More than 100,000 British companies are to sue Mastercard and Visa over claims they charge fees on corporate credit cards at up to six times the maximum level.
A class action claim will be filed on Thursday with the Competition Appeal Tribunal (CAT) by boutique law firm Harcus Parker, on behalf of travel and hospitality businesses.
Lawyers claim that Mastercard and Visa are exploiting their dominant position in the market through a loophole that allows them to charge up to 1.8pc per transaction on corporate credit cards.
The UK introduced laws in 2015 that capped the charges, known as interchange fees, at 0.3pc for credit cards and 0.2pc for debit cards. But the rules did not apply to corporate credit cards, lawyers will claim.
A spokesman from Mastercard said: “We firmly believe that businesses of all size gain real value from the acceptance of cards issued on our network, and we are committed to helping our retail partners grow their businesses and encourage the adoption of ever more convenient, safe and secure ways to pay and get paid.”
Visa declined to comment.
The travel and hospitality sectors are more exposed to corporate credit card charges because they provide services such as flights, hotels, food and drink to company employees.
Redress is estimated to run into the billions of pounds if judges find in the claimants favour.
Partners at Harcus Parker believe that more than 100,000 companies large and small could be entitled to compensation.
Businesses in the travel and hospitality sectors that generate less than £100m in turnover will be automatically registered with the claim but given the opportunity to opt-out.
Companies with more than £100m of turnover will need to opt-in to the legal challenge.
The bid is being bankrolled by London litigation funders Bench Walk Advisors.
Mastercard and Visa have faced a number of legal challenges in recent years for fees charged before UK laws were changed.

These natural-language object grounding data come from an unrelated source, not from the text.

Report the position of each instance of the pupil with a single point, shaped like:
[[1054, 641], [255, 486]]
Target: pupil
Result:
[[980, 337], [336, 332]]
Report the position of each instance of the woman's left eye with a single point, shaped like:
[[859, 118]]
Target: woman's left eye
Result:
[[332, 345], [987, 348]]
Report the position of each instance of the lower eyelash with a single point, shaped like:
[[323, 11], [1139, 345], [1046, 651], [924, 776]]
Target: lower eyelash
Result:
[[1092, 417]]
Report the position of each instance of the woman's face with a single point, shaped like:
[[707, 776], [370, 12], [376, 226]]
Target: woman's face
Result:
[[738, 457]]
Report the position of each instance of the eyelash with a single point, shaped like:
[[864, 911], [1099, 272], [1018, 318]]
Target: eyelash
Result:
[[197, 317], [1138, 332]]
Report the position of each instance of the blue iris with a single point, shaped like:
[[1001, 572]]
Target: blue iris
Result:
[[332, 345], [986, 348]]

In December, retailers including Levi and Superdry issued the credit card giants with legal writs alleging breach of competition law.

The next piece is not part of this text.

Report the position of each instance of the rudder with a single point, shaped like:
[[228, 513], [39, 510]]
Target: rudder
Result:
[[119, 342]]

A month earlier a row broke out between Amazon and Visa. Millions of Amazon customers in the UK were set to be blocked from shopping on the website after it increased fees following Britain’s exit from the EU.
Days before a Jan 19 deadline for the ban to come into effect, Amazon changed tack.
Many businesses are aware of higher fees charged by American Express on purchases, but unaware of those levied on Mastercard and Visa corporate credit cards.
Amazon is not alone in taking the attack to Visa. US supermarket chain Kroger said in 2019 that it would no longer accept the firm’s cards at Smith’s Food & Drug chain, before lifting the ban months later.